Conditional merge with multiple variables in R

Question

Please help me figure out an efficient way to merge these two data frames without using a for loop. There are many more columns and rows, but I simplified the data for this example.

I am looking to:

left join, keep the df rows intact and bring over the D column from the lookup.
Join based on two columns.
- First check column x with a fuzzy match. I want to take the x from the df and see if ANY x in the lookup is a partial string match (the lookup x string is inside the df x string). If there is no match, then I want it to use the "All Else" x variable.
- Then after picking the x variable, I want to check the y variable for an exact match and return the D variable.

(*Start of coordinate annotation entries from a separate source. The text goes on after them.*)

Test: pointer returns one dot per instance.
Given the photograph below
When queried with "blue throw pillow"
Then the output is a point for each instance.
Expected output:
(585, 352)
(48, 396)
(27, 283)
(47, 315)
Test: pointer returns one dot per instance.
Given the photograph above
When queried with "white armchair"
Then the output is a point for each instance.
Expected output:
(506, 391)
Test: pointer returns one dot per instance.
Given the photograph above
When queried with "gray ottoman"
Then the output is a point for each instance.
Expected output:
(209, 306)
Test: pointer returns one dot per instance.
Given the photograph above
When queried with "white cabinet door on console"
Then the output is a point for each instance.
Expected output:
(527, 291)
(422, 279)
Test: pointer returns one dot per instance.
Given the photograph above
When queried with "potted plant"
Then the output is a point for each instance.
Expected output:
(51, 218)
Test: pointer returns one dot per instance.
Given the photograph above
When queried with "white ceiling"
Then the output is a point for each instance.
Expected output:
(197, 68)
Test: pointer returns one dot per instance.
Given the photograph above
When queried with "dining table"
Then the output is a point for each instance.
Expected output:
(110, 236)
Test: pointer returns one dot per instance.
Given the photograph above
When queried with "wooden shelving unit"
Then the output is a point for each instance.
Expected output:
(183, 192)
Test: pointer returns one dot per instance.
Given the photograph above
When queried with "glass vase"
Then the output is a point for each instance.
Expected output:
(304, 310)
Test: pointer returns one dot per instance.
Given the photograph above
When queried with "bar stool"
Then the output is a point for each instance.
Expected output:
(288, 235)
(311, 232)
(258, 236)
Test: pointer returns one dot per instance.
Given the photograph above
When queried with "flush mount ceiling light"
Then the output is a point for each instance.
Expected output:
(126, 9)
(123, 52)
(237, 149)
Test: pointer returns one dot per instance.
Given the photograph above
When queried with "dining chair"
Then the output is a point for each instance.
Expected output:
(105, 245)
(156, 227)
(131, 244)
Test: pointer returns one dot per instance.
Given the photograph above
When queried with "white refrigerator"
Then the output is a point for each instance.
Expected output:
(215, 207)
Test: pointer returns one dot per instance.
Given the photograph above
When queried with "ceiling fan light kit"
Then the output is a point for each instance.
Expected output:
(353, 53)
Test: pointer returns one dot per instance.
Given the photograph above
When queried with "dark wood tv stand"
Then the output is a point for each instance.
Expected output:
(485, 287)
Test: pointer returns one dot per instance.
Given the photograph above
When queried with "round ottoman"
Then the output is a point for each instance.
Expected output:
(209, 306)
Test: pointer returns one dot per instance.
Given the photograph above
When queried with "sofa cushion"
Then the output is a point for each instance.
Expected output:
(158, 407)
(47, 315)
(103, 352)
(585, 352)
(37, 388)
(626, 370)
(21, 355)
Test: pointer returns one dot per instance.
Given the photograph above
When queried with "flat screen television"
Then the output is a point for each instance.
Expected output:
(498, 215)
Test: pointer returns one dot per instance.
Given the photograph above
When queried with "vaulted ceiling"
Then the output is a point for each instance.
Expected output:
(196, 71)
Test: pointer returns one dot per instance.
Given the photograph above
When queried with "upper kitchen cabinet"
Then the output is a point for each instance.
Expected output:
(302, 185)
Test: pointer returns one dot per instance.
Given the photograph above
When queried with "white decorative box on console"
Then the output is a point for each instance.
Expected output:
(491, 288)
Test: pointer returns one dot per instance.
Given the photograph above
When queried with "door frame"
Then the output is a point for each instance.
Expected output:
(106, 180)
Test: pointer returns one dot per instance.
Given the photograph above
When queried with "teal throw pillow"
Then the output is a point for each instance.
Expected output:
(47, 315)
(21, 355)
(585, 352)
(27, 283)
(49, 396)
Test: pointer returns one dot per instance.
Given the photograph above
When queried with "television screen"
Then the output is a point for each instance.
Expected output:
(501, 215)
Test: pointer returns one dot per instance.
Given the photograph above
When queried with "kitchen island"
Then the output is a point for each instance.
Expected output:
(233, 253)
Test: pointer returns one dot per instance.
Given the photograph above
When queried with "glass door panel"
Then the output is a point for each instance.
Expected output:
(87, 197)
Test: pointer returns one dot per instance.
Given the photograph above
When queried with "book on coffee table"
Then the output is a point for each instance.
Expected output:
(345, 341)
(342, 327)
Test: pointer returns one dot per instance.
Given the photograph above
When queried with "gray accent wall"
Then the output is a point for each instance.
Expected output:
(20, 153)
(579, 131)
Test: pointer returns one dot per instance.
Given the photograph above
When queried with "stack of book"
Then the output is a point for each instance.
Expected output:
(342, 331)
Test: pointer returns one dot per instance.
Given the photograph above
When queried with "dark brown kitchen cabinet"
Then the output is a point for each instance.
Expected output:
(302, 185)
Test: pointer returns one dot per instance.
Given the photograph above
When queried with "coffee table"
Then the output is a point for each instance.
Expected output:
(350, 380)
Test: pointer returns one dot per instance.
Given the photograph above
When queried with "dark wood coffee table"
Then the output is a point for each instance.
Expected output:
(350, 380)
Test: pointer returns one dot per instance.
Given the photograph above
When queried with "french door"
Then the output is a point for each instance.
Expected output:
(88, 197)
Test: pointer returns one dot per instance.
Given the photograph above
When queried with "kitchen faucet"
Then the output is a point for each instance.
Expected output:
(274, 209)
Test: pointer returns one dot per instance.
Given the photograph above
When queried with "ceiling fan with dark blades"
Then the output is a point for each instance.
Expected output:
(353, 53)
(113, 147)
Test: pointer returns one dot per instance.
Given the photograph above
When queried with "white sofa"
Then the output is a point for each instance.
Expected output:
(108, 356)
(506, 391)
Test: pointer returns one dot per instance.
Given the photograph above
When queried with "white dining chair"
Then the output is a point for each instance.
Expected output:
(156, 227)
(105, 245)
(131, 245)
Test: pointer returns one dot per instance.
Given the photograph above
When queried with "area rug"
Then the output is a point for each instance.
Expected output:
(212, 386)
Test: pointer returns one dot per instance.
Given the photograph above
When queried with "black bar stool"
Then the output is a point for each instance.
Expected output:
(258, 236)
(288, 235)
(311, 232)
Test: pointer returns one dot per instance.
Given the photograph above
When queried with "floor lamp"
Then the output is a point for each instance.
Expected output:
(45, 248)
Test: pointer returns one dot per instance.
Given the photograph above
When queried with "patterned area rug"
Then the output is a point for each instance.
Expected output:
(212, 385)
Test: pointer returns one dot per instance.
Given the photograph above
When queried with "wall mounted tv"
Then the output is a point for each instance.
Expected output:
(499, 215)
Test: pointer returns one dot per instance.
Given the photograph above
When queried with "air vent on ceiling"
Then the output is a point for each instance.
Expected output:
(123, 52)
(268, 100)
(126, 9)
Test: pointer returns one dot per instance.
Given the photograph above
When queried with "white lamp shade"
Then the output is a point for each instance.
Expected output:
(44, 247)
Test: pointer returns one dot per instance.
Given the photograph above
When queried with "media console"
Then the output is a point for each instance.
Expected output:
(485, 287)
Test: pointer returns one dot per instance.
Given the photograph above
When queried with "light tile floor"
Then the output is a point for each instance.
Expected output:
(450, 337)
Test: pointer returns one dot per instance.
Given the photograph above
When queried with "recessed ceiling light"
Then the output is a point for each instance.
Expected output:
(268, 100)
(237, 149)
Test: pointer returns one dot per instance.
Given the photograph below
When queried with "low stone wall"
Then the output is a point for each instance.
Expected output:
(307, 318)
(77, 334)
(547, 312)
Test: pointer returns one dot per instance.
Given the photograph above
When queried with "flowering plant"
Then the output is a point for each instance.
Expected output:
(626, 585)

Here are the two tables I start with:

df = structure(list(x = c("San Francisco", "Work at Home", "Arlington VA", 
"Work at Home", "Arlington"), y = c(1, 5, 1, 6, 2)), row.names = c(NA, 
-5L), class = c("tbl_df", "tbl", "data.frame"))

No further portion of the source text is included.